Terima Notifikasi Berita Terkini. 👉 Join Telegram Channel.

Polemik Larangan Menjual Rokok Eceran Disebut Rugikan Pedagang

Larangan menjual rokok eceran atau ketengan menjadi polemik karena disebut merugikan pedagang. (Sumber: Konferensi Pers)

ANDALPOST.COM – Wacana soal larangan menjual rokok eceran di masyarakat oleh pemerintah menciptakan polemik. Sebelumnya wacana larangan menjual rokok eceran ini disampaikan oleh Presiden Joko Widodo beberapa pekan lalu.

Wacana ini disampaikan seiring dengan naiknya tarif bea cukai rokok yang baru berlaku di awal tahun 2023.

Larangan menjual rokok eceran oleh pemerintah tidaklah main-main, mengingat aturan sudah tertuang dalam Keputusan Presiden (Keppres) Nomor 25 tahun 2022 tentang Program Penyusunan Pemerintah Tahun 2023.

Adapun aturan tersebut sejatinya sudah ditandatangani sejak 23 Desember silam oleh Presiden Joko Widodo. Alasannya pemerintah melarang penjualan eceran karena rokok membahayakan kesehatan.

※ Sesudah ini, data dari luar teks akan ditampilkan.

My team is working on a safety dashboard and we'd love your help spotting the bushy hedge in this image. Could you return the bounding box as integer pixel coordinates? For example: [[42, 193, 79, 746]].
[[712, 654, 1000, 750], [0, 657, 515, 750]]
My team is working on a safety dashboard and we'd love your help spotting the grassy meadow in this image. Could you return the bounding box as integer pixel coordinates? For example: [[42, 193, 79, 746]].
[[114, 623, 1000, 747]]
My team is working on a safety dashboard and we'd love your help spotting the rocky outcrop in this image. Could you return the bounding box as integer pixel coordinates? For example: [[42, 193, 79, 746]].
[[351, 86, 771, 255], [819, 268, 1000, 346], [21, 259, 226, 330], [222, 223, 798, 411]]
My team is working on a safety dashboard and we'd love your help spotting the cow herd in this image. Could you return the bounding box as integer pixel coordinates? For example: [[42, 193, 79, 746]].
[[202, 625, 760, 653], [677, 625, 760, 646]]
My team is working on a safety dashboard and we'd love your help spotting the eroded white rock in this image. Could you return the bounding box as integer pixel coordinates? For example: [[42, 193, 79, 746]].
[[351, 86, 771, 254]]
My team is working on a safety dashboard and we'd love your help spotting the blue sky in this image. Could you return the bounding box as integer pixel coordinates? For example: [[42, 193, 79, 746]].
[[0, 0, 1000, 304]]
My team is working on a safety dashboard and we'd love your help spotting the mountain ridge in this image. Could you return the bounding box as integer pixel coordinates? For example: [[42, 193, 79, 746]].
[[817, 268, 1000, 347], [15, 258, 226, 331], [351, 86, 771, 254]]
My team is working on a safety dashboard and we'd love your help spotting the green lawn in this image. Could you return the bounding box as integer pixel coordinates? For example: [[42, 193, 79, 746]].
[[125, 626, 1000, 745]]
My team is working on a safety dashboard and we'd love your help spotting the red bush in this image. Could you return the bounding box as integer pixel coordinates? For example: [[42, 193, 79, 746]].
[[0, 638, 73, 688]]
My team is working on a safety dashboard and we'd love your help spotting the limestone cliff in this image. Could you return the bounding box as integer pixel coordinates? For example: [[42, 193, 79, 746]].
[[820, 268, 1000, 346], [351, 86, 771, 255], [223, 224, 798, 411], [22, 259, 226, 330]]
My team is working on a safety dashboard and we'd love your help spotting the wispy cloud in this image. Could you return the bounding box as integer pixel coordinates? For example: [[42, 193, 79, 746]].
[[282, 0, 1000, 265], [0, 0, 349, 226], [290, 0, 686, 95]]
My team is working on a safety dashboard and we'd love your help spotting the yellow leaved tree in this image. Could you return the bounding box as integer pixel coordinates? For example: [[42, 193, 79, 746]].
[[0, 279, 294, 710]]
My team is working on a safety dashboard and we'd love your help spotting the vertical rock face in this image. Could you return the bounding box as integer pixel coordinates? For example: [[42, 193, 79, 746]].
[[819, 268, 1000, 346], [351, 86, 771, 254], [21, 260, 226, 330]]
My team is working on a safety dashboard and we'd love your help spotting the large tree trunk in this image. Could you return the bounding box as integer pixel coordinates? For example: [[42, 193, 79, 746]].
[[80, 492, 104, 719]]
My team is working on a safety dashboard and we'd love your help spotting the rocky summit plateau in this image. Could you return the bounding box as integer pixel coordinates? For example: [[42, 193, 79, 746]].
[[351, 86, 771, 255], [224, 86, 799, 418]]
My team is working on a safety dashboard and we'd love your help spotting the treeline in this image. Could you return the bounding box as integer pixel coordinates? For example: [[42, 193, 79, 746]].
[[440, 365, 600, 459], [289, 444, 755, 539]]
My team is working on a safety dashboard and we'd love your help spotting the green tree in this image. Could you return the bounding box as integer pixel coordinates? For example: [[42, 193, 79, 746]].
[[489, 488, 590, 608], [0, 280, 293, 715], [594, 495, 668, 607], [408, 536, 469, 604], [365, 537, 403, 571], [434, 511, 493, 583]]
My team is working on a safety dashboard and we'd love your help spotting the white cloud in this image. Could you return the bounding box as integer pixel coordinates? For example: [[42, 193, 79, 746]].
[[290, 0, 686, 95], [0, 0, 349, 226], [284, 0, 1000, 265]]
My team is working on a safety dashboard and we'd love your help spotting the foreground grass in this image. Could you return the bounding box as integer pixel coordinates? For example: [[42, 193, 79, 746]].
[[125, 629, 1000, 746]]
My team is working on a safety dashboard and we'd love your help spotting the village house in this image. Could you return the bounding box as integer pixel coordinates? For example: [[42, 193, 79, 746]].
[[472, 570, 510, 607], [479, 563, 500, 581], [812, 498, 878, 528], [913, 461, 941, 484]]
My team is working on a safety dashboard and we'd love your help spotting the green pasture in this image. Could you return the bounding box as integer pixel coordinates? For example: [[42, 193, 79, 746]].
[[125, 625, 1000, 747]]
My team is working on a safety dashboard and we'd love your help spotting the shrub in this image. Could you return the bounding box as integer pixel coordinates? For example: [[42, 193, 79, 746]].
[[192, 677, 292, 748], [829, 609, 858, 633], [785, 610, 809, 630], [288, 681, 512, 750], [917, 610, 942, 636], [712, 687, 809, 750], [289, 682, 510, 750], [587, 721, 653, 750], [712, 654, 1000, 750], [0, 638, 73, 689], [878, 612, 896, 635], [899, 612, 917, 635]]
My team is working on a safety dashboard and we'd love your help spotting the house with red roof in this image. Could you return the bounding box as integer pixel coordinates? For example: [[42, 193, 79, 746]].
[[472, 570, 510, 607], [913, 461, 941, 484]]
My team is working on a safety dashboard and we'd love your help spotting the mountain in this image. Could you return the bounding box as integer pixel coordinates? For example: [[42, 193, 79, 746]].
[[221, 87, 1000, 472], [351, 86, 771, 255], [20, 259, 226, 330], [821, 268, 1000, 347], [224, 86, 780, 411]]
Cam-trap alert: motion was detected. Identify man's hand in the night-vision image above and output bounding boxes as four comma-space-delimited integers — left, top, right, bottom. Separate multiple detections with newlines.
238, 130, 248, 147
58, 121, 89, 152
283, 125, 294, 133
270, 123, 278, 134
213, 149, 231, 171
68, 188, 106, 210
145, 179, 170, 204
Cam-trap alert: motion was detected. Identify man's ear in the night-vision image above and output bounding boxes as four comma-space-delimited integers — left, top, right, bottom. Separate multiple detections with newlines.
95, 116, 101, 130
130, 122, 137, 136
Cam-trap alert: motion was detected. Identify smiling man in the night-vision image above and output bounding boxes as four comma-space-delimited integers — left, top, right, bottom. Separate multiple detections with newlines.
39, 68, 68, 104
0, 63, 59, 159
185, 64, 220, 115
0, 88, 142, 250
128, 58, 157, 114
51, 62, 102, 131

Bahaya rokok yang tinggi ini telah membuat pemerintah mengubah Keppres dan memasukkannya dalam bahan yang mengandung zat adiktif.

7 Poin Aturan Penggunaan Tembakau

Nantinya terdapat tujuh poin yang akan mengatur penggunaan tembakau, salah satunya larangan menjualnya secara eceran.

Larangan ini kemudian menjadi salah satu bentuk upaya untuk membatasi peredaran zat adiktif di masyarakat. Namun di satu sisi, kebijakan ini menjadi bumerang bagi para pedagang yang menjajakan rokok eceran.

Hal ini dapat terjadi karena rokok eceran menjadi pundi-pundi penghasilan bagi para pedagang. Terutama karena mereka dapat menjual rokok dengan harga murah tanpa perlu menjual satu bungkus.

Hal ini langsung kemudian disetujui oleh Sekjen Asosiasi Pedagang Pasar Seluruh Indonesia (APPSI) Mujiburrohman pada Minggu (1/1/2023). Ia mengatakan bahwa dirinya kurang sepakat dengan kebijakan tersebut.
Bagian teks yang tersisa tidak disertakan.